155. [usaco nov07] largest lake
★Input file:lake.in
Output file:lake.out
Simple comparison
Time Limit: 1 s memory limit: 128 MB
Translated by cmykrgb123
Description
In a recent rainstorm, Farmer John's farm was drowned, forming lakes. What's more terrible is that his cows are most afraid of water. Fortunately, his insurance company will give him a lot of compensation, which depends on the size of the largest lake on his farm.
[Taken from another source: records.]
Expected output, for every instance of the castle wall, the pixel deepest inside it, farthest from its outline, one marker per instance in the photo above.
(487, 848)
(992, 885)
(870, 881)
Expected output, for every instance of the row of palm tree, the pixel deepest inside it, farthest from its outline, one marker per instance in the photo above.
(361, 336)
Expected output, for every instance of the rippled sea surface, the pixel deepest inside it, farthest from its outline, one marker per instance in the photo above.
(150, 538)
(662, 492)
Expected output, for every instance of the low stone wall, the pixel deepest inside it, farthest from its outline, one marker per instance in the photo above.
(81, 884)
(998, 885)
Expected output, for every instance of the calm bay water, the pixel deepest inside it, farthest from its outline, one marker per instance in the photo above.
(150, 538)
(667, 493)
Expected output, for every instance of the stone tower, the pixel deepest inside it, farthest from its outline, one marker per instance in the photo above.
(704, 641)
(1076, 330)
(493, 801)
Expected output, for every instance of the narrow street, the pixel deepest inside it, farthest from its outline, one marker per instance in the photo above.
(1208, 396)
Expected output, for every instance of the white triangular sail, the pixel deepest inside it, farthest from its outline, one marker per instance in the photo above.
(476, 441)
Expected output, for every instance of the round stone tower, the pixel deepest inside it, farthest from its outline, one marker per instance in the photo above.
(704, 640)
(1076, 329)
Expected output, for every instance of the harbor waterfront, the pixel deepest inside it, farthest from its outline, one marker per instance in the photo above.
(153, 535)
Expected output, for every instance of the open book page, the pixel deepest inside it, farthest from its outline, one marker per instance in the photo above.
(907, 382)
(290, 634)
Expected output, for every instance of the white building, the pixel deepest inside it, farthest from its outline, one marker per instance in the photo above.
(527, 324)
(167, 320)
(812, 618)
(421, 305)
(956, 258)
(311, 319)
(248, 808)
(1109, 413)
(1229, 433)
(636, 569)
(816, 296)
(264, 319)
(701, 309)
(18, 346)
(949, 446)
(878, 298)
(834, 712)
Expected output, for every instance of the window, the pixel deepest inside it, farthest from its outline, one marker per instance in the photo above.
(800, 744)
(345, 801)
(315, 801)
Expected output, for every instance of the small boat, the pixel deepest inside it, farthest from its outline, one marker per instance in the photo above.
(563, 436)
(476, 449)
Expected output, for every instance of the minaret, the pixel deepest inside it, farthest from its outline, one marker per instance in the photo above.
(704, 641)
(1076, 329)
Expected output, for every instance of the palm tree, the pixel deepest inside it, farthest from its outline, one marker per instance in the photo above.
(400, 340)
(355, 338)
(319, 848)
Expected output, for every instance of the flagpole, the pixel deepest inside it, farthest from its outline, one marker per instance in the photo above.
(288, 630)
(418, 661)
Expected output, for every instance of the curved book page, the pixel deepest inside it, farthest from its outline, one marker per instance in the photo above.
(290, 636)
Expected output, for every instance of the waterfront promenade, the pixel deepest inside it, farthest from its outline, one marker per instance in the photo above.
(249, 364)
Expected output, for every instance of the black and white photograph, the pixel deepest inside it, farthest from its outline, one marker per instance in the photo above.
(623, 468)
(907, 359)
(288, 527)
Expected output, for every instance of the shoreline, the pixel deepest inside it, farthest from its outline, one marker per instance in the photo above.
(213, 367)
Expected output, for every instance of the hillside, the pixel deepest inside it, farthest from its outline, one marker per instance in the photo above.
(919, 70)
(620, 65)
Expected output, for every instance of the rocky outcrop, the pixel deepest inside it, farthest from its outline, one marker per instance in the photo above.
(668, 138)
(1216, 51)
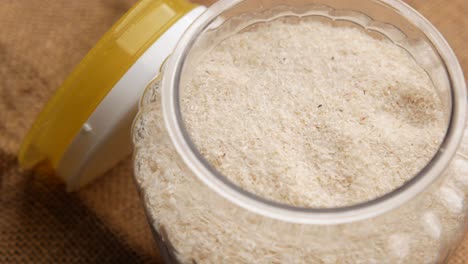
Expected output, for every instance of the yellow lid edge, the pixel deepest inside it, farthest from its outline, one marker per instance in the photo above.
(72, 104)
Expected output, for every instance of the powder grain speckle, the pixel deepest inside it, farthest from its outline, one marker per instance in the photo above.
(312, 115)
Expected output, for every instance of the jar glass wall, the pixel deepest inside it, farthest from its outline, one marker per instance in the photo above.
(199, 216)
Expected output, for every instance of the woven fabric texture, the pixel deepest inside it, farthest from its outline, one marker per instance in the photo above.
(40, 43)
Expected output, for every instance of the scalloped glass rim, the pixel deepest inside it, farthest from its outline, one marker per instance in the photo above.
(201, 168)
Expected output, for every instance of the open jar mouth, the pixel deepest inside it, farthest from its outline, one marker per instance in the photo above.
(170, 91)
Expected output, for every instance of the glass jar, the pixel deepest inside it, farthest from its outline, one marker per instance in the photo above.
(199, 216)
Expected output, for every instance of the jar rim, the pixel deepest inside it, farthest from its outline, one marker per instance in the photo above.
(219, 183)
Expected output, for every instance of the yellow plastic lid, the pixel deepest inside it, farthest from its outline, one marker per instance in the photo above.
(84, 129)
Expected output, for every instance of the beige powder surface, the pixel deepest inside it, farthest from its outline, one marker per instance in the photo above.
(312, 115)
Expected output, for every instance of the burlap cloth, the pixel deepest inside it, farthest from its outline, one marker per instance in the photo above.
(40, 43)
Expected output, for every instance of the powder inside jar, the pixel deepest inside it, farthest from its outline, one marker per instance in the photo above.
(312, 115)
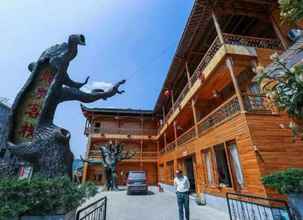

His farm can be depicted as a grid of N (1 ≤ n ≤ 100) rows M (1 ≤ m ≤ 100) columns. Each grid is either land or lake water. It is known that there are K (1 ≤ k ≤ n × m) grids with water. Each grid of water can belong to a lake only when its sides are adjacent, and its vertices are not adjacent.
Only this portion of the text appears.